Mitt Romney has adopted Benjamin Netanyahu's dangerous timetable for war.

Even with all the turmoil in the Middle East, foreign policy is unlikely to have a decisive impact on the outcome of the U.S. presidential election. But the outcome of the presidential election will have a profound impact on U.S. foreign policy. Nowhere is that more consequential than the debate over whether, when, and with whom we go to war against Iran.

Both Barack Obama and Mitt Romney are committed to preventing Iran from obtaining a nuclear weapon that would introduce a dangerous new dynamic into an already combustible region and threaten the survival of our ally Israel. Both have indicated that they are prepared to use military force if necessary. But there are critical differences that derive from differing perspectives of the United States and Israel.

The first is when military action would be necessary and appropriate. Israel's sense of vulnerability is informed by history, geography, and Iran's malevolence. But its capabilities to inflict long-term damage to hardened underground nuclear facilities in Iran are more limited than America's. The Israeli trigger of Iran's entry into a "zone of immunity" (when these facilities become invulnerable to Israeli attack) occurs earlier than it does for the United States, giving us a longer window to act effectively. That is why President Obama has said that we still have time and space to determine if negotiations and sanctions can work.
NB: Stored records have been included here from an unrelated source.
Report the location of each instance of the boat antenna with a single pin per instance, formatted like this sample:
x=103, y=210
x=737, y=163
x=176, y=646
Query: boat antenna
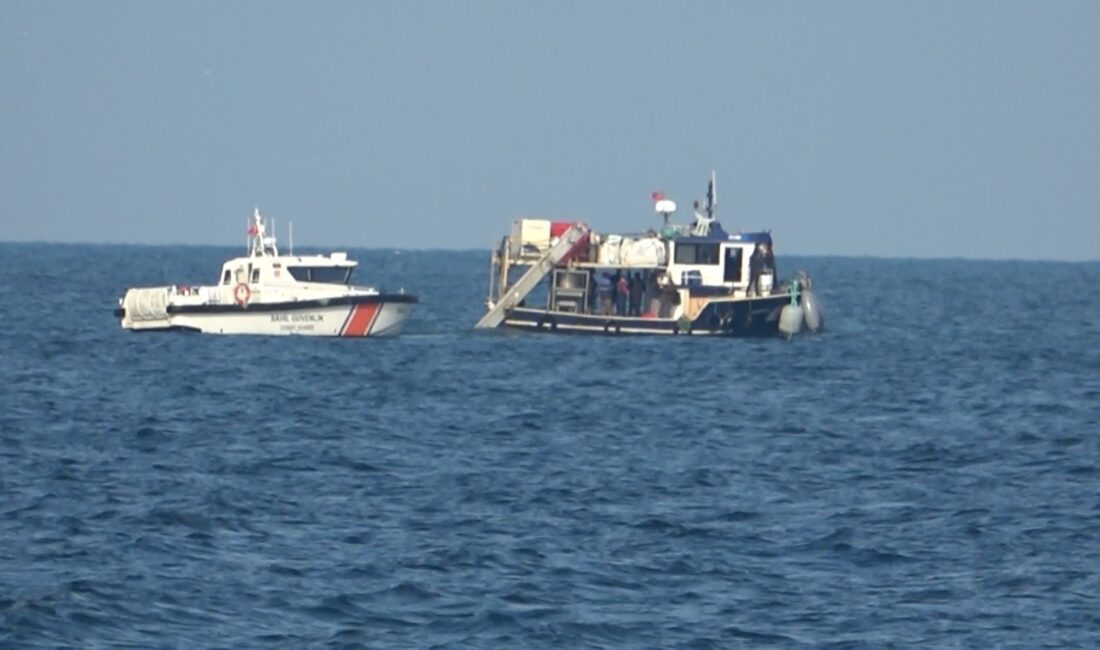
x=663, y=206
x=712, y=196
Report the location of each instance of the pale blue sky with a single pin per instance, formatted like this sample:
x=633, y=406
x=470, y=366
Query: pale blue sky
x=890, y=129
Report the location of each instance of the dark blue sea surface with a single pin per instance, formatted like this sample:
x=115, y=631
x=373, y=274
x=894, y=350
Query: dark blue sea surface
x=926, y=472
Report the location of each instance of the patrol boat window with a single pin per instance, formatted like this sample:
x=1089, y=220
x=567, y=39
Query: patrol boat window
x=333, y=275
x=696, y=254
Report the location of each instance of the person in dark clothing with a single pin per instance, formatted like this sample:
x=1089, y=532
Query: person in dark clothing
x=637, y=287
x=756, y=267
x=622, y=294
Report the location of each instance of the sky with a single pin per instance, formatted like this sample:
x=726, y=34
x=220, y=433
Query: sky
x=891, y=129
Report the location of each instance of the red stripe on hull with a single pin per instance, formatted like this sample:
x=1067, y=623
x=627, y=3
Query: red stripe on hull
x=362, y=316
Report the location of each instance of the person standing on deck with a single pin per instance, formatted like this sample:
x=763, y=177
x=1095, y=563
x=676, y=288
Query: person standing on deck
x=604, y=288
x=756, y=266
x=637, y=288
x=622, y=294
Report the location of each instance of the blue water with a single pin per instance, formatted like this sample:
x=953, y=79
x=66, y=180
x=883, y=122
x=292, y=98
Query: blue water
x=924, y=473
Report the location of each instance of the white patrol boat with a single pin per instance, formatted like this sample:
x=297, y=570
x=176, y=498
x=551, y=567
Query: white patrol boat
x=266, y=293
x=682, y=279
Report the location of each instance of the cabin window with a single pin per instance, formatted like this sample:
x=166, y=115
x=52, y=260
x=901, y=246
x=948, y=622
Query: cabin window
x=733, y=271
x=696, y=254
x=334, y=275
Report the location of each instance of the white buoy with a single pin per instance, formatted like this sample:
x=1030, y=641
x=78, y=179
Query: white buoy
x=812, y=311
x=790, y=319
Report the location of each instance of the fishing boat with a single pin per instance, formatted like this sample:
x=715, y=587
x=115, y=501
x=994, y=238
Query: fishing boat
x=679, y=279
x=266, y=293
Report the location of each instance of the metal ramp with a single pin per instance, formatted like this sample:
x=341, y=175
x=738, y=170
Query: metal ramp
x=518, y=290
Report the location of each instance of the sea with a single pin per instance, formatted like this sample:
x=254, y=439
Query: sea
x=925, y=472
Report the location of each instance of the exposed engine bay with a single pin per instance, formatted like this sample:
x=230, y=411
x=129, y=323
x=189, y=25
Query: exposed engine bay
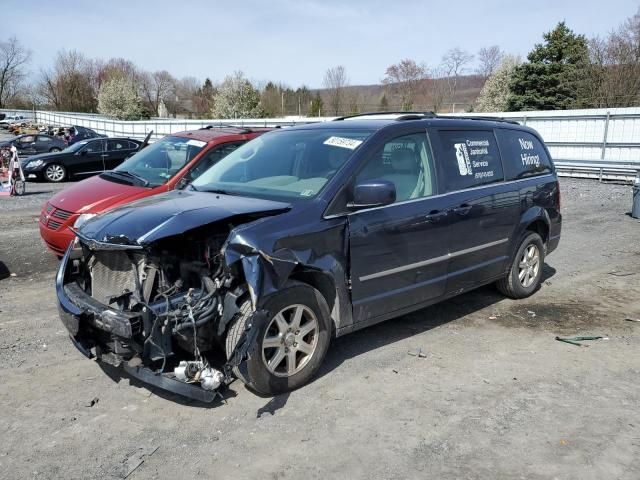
x=167, y=305
x=176, y=290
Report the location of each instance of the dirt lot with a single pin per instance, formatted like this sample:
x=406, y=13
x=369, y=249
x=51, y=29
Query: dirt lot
x=495, y=397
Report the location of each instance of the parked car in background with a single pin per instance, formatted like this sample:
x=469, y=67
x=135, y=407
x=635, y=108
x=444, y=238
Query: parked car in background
x=169, y=163
x=9, y=119
x=33, y=144
x=304, y=234
x=77, y=134
x=80, y=160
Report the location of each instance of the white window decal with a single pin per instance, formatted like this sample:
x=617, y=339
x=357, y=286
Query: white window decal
x=349, y=143
x=527, y=158
x=462, y=155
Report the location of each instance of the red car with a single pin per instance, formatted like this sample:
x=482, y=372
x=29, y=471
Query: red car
x=172, y=162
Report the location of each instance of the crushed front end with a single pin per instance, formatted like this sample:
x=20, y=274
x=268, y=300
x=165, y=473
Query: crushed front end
x=158, y=311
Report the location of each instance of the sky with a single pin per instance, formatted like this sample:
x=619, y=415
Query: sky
x=289, y=41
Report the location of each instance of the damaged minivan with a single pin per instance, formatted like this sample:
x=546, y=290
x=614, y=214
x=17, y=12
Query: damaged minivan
x=304, y=234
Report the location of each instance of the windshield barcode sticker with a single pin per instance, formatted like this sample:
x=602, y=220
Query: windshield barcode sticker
x=349, y=143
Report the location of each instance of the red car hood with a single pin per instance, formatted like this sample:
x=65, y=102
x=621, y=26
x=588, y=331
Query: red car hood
x=95, y=195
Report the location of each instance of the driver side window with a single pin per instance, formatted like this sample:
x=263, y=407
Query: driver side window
x=406, y=162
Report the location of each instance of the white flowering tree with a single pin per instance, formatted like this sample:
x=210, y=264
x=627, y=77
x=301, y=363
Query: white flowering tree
x=494, y=95
x=118, y=98
x=236, y=98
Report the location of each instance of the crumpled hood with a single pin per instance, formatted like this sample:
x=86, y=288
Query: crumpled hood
x=93, y=195
x=172, y=213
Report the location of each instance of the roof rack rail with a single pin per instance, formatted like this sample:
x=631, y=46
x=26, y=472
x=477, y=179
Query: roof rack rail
x=485, y=118
x=403, y=115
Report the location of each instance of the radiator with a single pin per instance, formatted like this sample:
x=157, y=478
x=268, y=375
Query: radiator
x=112, y=274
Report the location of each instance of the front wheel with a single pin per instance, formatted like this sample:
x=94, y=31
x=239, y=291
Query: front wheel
x=55, y=173
x=526, y=268
x=19, y=188
x=292, y=341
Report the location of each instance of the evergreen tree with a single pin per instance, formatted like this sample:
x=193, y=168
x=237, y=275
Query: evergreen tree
x=551, y=78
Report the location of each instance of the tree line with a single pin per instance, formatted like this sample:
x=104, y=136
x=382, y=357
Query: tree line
x=566, y=70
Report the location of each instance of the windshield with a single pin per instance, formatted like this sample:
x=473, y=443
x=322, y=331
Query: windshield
x=161, y=160
x=75, y=147
x=285, y=163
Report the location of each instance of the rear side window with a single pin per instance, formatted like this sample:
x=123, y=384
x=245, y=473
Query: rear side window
x=523, y=154
x=469, y=158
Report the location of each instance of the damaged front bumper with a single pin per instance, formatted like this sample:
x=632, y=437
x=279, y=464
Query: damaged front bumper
x=109, y=335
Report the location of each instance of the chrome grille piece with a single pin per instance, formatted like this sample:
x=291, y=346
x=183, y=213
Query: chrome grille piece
x=62, y=214
x=54, y=225
x=112, y=274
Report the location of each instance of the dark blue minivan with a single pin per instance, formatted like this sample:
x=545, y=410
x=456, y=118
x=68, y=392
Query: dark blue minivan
x=303, y=234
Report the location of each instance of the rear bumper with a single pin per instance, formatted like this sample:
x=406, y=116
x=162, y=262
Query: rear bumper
x=33, y=175
x=555, y=231
x=56, y=240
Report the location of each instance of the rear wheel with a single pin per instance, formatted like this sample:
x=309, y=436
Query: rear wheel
x=55, y=173
x=292, y=341
x=526, y=268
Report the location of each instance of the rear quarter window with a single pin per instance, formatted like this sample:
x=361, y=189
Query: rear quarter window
x=523, y=154
x=468, y=158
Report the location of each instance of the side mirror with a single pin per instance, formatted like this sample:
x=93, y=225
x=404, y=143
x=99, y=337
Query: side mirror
x=373, y=193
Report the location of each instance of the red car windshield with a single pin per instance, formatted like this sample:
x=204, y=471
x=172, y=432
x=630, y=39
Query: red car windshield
x=161, y=160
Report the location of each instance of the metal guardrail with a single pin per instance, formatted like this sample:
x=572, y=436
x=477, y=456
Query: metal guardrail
x=622, y=171
x=598, y=143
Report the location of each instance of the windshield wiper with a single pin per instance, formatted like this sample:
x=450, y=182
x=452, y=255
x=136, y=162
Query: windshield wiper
x=219, y=191
x=124, y=173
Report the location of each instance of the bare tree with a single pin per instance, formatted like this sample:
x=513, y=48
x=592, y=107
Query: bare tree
x=158, y=87
x=405, y=79
x=454, y=64
x=335, y=81
x=13, y=61
x=438, y=88
x=614, y=76
x=489, y=58
x=69, y=84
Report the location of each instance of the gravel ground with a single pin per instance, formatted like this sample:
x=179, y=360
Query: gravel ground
x=495, y=396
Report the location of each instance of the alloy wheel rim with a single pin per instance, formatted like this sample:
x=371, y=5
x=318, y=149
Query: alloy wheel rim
x=55, y=173
x=290, y=340
x=529, y=266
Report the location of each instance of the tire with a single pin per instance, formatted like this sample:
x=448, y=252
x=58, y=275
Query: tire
x=271, y=370
x=55, y=173
x=525, y=273
x=19, y=188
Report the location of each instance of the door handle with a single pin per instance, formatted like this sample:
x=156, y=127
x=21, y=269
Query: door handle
x=463, y=209
x=435, y=216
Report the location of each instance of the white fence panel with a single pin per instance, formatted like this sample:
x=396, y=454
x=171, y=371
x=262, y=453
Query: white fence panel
x=611, y=135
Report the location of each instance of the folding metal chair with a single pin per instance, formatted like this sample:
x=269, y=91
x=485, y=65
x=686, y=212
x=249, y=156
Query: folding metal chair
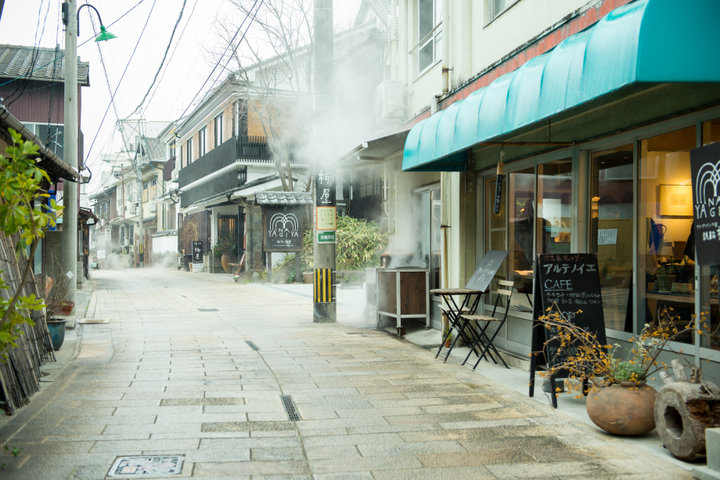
x=481, y=325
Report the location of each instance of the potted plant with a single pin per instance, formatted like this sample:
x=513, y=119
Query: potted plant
x=618, y=399
x=56, y=307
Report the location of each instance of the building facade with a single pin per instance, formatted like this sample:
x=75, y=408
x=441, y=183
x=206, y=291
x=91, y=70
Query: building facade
x=591, y=111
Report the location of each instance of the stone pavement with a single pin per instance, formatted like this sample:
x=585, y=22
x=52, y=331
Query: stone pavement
x=196, y=366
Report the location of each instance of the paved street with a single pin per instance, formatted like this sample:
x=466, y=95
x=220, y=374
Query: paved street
x=197, y=366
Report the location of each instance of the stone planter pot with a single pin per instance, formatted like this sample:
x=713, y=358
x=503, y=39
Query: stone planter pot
x=56, y=327
x=626, y=409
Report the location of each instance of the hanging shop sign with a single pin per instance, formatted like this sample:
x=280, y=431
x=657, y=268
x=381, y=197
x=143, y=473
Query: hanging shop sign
x=197, y=252
x=283, y=229
x=325, y=209
x=705, y=167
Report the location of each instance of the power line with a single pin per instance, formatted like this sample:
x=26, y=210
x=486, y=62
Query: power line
x=34, y=68
x=107, y=78
x=175, y=48
x=162, y=62
x=232, y=40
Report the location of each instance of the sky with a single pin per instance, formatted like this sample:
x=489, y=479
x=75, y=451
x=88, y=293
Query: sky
x=143, y=29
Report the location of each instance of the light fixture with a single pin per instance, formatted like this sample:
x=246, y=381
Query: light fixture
x=102, y=36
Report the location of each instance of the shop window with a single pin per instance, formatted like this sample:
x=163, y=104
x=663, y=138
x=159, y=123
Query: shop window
x=664, y=227
x=429, y=32
x=427, y=210
x=520, y=235
x=709, y=275
x=611, y=232
x=555, y=213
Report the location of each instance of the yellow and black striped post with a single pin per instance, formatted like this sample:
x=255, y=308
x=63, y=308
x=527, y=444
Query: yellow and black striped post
x=323, y=289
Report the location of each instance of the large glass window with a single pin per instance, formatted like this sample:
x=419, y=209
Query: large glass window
x=521, y=221
x=555, y=212
x=429, y=32
x=664, y=226
x=709, y=275
x=611, y=231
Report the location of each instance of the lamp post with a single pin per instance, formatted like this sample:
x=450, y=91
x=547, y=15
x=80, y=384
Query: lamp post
x=70, y=144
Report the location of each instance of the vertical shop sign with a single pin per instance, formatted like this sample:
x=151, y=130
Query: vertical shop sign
x=325, y=209
x=197, y=252
x=705, y=167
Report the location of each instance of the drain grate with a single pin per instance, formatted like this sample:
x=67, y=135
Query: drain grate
x=146, y=466
x=290, y=408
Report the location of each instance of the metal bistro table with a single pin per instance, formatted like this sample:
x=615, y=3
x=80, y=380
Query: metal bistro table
x=468, y=304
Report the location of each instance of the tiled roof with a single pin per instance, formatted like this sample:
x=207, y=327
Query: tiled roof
x=42, y=64
x=283, y=198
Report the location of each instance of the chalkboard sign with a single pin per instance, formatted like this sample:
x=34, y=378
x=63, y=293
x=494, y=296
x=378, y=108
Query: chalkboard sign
x=486, y=270
x=572, y=282
x=705, y=167
x=197, y=252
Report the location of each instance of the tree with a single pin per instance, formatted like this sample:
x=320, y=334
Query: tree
x=24, y=217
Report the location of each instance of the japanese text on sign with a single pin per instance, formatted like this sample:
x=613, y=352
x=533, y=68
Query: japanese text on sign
x=325, y=218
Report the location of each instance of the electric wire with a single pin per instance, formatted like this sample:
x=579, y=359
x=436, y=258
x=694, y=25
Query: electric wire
x=202, y=87
x=162, y=62
x=20, y=88
x=172, y=55
x=59, y=57
x=107, y=78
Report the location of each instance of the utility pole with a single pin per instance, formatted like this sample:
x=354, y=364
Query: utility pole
x=70, y=150
x=324, y=300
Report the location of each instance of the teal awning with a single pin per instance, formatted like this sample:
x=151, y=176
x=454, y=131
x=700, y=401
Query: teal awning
x=644, y=42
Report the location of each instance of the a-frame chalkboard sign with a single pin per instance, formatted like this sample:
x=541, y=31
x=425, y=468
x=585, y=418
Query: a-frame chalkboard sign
x=572, y=282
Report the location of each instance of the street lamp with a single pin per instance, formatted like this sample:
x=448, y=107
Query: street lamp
x=70, y=148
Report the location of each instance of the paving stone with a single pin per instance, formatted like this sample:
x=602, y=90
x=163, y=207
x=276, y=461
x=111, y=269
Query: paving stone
x=238, y=469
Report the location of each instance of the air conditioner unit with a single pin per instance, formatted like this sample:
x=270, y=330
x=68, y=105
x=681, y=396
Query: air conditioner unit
x=390, y=100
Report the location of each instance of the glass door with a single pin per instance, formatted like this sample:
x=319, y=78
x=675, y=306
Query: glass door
x=611, y=231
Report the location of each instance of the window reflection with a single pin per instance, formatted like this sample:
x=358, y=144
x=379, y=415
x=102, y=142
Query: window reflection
x=664, y=226
x=711, y=134
x=611, y=235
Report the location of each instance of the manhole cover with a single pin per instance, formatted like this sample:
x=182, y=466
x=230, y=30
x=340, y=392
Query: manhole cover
x=146, y=466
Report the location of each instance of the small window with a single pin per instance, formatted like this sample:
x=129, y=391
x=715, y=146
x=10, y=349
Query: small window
x=202, y=142
x=218, y=129
x=496, y=7
x=429, y=32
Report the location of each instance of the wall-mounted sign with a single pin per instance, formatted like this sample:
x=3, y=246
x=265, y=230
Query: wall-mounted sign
x=283, y=229
x=325, y=218
x=705, y=167
x=324, y=188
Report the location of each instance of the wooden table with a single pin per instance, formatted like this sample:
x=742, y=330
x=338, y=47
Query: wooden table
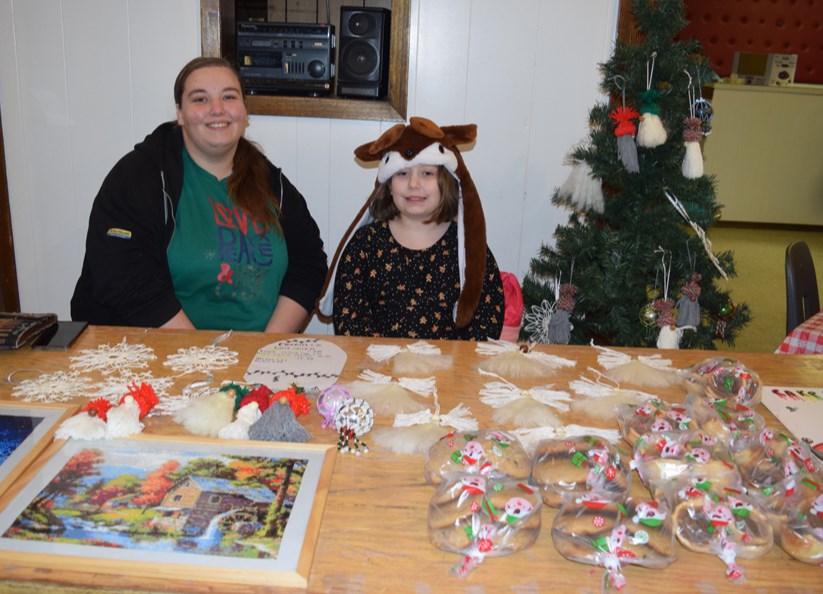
x=373, y=536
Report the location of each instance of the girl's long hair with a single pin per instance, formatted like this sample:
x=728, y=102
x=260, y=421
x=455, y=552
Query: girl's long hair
x=250, y=182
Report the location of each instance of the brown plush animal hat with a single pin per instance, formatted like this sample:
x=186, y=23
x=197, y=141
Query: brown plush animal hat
x=423, y=142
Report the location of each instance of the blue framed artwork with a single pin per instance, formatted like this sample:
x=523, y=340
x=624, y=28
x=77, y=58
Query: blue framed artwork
x=26, y=429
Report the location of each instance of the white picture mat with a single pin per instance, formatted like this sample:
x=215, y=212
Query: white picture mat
x=799, y=409
x=310, y=363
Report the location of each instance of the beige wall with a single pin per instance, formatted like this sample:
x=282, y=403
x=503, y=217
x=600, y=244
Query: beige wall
x=761, y=282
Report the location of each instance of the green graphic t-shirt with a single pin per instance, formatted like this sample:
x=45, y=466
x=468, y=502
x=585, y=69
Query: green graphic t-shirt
x=226, y=268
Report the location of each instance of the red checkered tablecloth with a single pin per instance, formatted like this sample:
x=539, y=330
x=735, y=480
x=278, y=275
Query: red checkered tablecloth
x=806, y=339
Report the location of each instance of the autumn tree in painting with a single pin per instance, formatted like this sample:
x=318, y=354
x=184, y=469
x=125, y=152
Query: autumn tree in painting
x=156, y=485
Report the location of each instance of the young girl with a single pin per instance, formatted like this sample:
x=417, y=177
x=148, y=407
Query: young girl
x=410, y=269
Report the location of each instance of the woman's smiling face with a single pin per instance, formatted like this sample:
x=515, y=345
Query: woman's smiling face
x=212, y=113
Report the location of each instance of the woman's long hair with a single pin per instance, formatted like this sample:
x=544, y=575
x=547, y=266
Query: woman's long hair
x=250, y=182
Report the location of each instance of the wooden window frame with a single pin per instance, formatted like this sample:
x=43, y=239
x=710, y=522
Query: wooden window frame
x=217, y=36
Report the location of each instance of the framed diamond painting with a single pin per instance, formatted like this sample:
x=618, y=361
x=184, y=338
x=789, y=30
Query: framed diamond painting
x=187, y=509
x=26, y=429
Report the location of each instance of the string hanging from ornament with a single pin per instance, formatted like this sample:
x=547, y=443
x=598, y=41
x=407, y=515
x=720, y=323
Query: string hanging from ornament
x=688, y=306
x=692, y=166
x=670, y=334
x=625, y=129
x=707, y=244
x=702, y=108
x=724, y=315
x=560, y=326
x=650, y=131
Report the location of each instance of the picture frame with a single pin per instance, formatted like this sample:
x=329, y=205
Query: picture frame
x=181, y=509
x=26, y=429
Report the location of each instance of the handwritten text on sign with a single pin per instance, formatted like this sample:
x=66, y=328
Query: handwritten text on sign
x=311, y=363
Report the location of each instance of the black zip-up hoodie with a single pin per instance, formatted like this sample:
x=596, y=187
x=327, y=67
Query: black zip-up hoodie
x=126, y=280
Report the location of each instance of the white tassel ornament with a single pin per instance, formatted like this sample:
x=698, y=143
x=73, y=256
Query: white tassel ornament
x=515, y=361
x=582, y=189
x=415, y=433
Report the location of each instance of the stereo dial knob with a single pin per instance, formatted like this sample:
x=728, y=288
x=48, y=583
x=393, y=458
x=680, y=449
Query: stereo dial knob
x=317, y=69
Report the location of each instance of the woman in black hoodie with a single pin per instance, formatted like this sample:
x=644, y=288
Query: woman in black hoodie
x=195, y=228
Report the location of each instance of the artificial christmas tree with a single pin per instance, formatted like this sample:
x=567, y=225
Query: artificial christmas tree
x=635, y=248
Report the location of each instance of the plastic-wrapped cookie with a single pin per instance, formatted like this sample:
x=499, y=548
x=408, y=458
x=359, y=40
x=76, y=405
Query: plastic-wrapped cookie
x=734, y=424
x=652, y=416
x=477, y=452
x=665, y=457
x=489, y=515
x=800, y=532
x=579, y=465
x=774, y=458
x=725, y=379
x=613, y=532
x=729, y=526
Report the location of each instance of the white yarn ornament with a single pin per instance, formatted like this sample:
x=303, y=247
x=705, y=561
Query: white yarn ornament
x=510, y=360
x=650, y=371
x=523, y=408
x=601, y=399
x=82, y=426
x=124, y=420
x=418, y=358
x=247, y=415
x=582, y=189
x=530, y=438
x=60, y=386
x=201, y=359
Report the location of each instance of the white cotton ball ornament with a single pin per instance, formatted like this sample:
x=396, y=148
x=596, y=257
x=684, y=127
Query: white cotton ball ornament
x=583, y=189
x=124, y=420
x=239, y=428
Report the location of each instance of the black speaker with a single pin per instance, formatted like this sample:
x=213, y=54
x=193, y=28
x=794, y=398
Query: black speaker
x=363, y=52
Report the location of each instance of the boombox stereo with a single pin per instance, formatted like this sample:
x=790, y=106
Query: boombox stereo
x=285, y=58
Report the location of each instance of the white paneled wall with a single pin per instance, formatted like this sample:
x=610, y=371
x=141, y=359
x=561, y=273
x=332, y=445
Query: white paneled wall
x=82, y=80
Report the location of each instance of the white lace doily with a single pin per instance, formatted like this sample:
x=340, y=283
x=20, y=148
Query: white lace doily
x=201, y=359
x=61, y=386
x=108, y=359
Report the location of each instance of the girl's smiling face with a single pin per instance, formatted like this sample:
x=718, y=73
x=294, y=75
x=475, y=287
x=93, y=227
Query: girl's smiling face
x=416, y=192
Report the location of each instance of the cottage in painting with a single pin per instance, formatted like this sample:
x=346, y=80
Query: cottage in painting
x=195, y=502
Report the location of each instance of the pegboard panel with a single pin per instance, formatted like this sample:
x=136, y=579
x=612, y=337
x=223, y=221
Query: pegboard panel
x=759, y=26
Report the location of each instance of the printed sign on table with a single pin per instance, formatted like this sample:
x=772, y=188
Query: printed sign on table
x=311, y=363
x=800, y=410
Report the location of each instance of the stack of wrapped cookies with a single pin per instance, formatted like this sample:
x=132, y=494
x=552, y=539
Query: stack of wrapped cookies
x=483, y=505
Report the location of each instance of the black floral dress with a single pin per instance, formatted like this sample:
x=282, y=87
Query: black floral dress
x=385, y=289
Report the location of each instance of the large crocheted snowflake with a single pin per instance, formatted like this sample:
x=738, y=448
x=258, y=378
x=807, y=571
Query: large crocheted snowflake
x=56, y=387
x=115, y=387
x=201, y=359
x=119, y=358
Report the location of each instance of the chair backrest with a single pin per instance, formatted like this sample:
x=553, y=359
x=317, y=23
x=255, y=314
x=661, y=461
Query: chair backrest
x=802, y=299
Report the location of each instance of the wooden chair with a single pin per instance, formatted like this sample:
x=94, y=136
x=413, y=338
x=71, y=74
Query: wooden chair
x=802, y=299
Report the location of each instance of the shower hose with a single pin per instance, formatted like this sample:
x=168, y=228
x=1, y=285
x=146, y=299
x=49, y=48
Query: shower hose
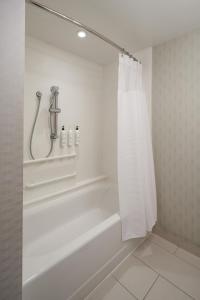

Israeli Prime Minister Benjamin Netanyahu, on the other hand, says that that time has run out for negotiations and patience. As he reiterated in high-profile appearances on Meet the Press and other Sunday talk shows, his argument is that the United States must set forth "red lines" for the Iranian nuclear program that will provoke a U.S. military attack if crossed by the Iranians. There are arguments for "red lines" (enhancing deterrence) and against them (war on autopilot). But Netanyahu's public insistence on a U.S. declaration of "red lines" is counterproductive. Deterrence against Iran, which gains strength from perceived unity, is undermined by public discord.

Romney agrees with Netanyahu -- the time for talking is over. Negotiations have failed. We need to get tougher on Iran. But given the fact that a bipartisan Congress and the president already have imposed the harshest sanctions ever on Iran -- oil exports and nearly all banking transactions -- it is hard to know how to ratchet them up much further without a deadly squeeze of average Iranians. Given the former governor's view that negotiations are exhausted and that there should be no distance between United States and Israel on Iran, a President Romney would have us on the precipice of war -- sooner rather than later. And if we are seen by the international community as acting precipitously, we will be largely on our own.

War may come under President Obama as well. Although the administration is reluctant to embrace the double-edged sword of "red lines," any action that demonstrates a clear move toward developing a bomb -- such as throwing out the IAEA inspectors, revelations about other secret nuclear facilities, clear and sustained evidence of enrichment above 20 percent, or further weaponization -- can be expected trigger a U.S. military response. But Iran might not take such steps, soon or ever. In the meantime, the cumulative pressure of harsh sanctions and the possibilities of creative diplomacy hold out the promise of a pathway between war and capitulation. And if war becomes our only choice, the world will see that we truly have exhausted all other avenues, that it is the last alternative and that we do not take lightly the prospect of introducing another American-led bombing campaign into a Middle East already in turmoil.